“Lo que no se mide no se mejora”… escuché una vez. Desde ese momento comprendí la relación directamente proporcional que tiene la evaluación con el mejoramiento de los procesos, en especial humanos. En Administración se acepta en general que son cuatro las intrincadas fases en el manejo de organizaciones.
Yo he llegado a la conclusión personalísima que lo mismo puede ser trasladado a la administración de una escuela, un colegio, una empresa de electrodomésticos, un país y aún la vida misma. Después de todo el “concepto” de empresa es amplísimo y profundamente cautivante en su descripción.
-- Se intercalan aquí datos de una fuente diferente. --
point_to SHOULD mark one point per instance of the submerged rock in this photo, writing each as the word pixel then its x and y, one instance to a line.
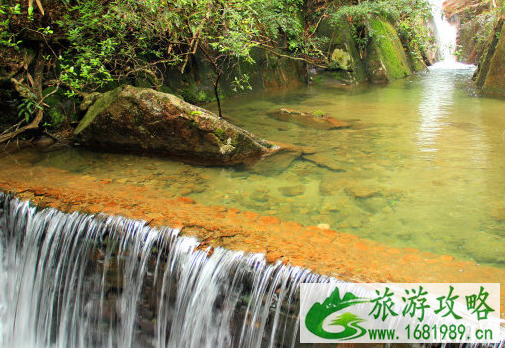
pixel 321 121
pixel 291 191
pixel 490 75
pixel 143 120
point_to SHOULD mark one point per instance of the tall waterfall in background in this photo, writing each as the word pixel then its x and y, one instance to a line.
pixel 446 34
pixel 73 280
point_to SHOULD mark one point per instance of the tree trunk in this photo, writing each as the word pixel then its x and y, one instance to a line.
pixel 216 93
pixel 36 89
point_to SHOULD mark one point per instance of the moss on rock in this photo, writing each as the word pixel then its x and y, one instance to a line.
pixel 386 59
pixel 494 82
pixel 143 120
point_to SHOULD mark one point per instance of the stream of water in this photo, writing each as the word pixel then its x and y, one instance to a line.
pixel 421 166
pixel 77 281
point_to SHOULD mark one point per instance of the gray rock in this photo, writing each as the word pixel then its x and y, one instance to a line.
pixel 143 120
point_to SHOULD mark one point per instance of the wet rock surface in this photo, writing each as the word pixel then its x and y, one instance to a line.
pixel 316 120
pixel 146 121
pixel 323 250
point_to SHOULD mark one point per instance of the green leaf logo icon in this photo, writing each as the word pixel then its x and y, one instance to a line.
pixel 349 321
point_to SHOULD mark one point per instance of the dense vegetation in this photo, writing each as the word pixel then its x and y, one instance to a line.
pixel 62 49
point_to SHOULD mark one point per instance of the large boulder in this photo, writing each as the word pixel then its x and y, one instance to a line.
pixel 142 120
pixel 490 75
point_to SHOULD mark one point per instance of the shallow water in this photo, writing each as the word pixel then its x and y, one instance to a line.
pixel 421 166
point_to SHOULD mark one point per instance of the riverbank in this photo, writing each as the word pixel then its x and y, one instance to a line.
pixel 325 251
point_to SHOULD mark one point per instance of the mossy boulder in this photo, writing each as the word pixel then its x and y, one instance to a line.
pixel 386 59
pixel 472 37
pixel 316 119
pixel 142 120
pixel 491 73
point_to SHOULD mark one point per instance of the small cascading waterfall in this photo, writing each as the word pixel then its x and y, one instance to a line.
pixel 446 34
pixel 74 280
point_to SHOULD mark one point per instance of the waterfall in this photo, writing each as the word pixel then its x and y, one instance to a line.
pixel 446 37
pixel 75 280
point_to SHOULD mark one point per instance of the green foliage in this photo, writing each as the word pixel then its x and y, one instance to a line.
pixel 409 17
pixel 27 107
pixel 8 38
pixel 122 38
pixel 221 134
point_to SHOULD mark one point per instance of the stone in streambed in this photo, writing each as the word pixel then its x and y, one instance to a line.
pixel 308 120
pixel 291 191
pixel 143 120
pixel 279 159
pixel 325 160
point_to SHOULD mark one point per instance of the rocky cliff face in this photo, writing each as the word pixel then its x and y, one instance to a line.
pixel 382 59
pixel 474 19
pixel 490 75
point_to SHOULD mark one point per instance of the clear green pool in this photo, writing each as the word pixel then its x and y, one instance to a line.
pixel 422 166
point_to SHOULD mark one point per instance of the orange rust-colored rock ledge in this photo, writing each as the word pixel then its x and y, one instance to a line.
pixel 322 250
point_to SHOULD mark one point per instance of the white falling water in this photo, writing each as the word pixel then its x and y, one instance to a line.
pixel 78 281
pixel 446 36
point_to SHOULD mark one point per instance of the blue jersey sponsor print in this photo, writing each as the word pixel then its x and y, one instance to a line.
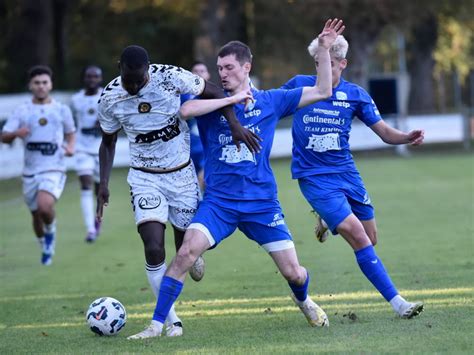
pixel 241 175
pixel 321 130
En contrapartida a lo dicho, culturalmente hemos desnaturalizado el proceso de la evaluación desde las bases mismas de la vida de un ser humano. Así pues, cuando una madre o un padre evalúa a un niño o niña en la casa lo hace desde una inquisidora forma casi dogmática que desde el vamos hace que el nuevo ser sienta la evaluación como un castigo y tienda a evitarla. Llegados a la escuela y luego al colegio, muchos educadores, con desatinado criterio, utilizan las evaluaciones como forma de represión o de amenaza esmerándose en preparar “exámenes” imposibles de realizar con lo cual fortalecen la idea de que la evaluación es no deseable, castigadora y hasta cruel. El resultado es que la misma palabra asusta a más de uno, y en la universidad ni se diga…
Pero resulta que la evaluación no sólo que es necesaria, sino imprescindible e ineludible si se quiere tener una familia de calidad, un gobierno de calidad y hasta un ser humano de calidad. Diríase que es consustancial a la propia existencia pero tropieza con nuestros viejos arquetipos, con una cultura centrada en la mediocridad y con la desconfianza en los evaluadores como primeros obstáculos visibles.
Hoy el Ministerio de Educación “amenaza” con una evaluación a los maestros y éstos, herederos como todos nosotros de costumbres culturales hondamente enraizadas, traen a su memoria la antigua evaluación perseguidora, injusta y poco confiable y tienden a rechazarla. Las autoridades se muestran extrañadas, pero no deberían de estarlo… ¿son ellas mismas confiables para quienes van a ser evaluados?. Lo cierto es que el rompimiento con ancestrales figuras valorativas fruto de los aprendizajes poco útiles marcan el derrotero en la toma de decisiones en gran medida. He allí, la explicación INICIAL del rechazo mostrado ante la “peligro” de una evaluación.
El liderazgo de quien ejerza la tarea en el Ministerio resultará fundamental pues le corresponde cambiar esos rasgos culturales que inducen temor en los maestros y desconfianza para aceptar ser “medidos”. No basta con las declaraciones, con explicaciones televisivas ni con encuentros masivos que a corto plazo no lograrán colaboración. Por supuesto que sí hay un gran porcentaje de maestros y maestras dispuestos a asumir el reto, pero la gran mayoría y sus líderes gremiales se van a oponer pues tampoco ven a los evaluadores como confiables y piensan en el fondo que tienen una “agenda oculta” para el futuro que influirá en su propia permanencia en el magisterio nacional. ¡Vaya embrollo!. Sí, porque para otros resulta inentendible que los educadores fiscales acostumbrados a hacer evaluaciones diagnósticas, mensuales, orales y escritas, etc, etc, a sus estudiantes, vean a su propia evaluación como algo negativo. ¿En qué quedamos?. ¿La evaluación es buena cuando se la hacemos a nuestros alumnos y mala cuando nos las hacen a nosotros?
El Ministerio de Educación –en época de elecciones- está en una gran encrucijada que muestra las falencias en planificación estratégica, en visión estratégica que se maneja en las altas esferas. No han conseguido lograr que los grupos de educadores fiscales vean a la evaluación como un proceso casi vital si queremos mejorar toda la educación ecuatoriana. Se nota también una ausencia casi total de liderazgo y un atraso sin precedentes en la administración educativa. ¡Otro problema por resolver! Las consecuencias las pagarán –como siempre- los niños, las niñas y los jóvenes, es decir el Ecuador entero. ¿Qué vamos a hacer?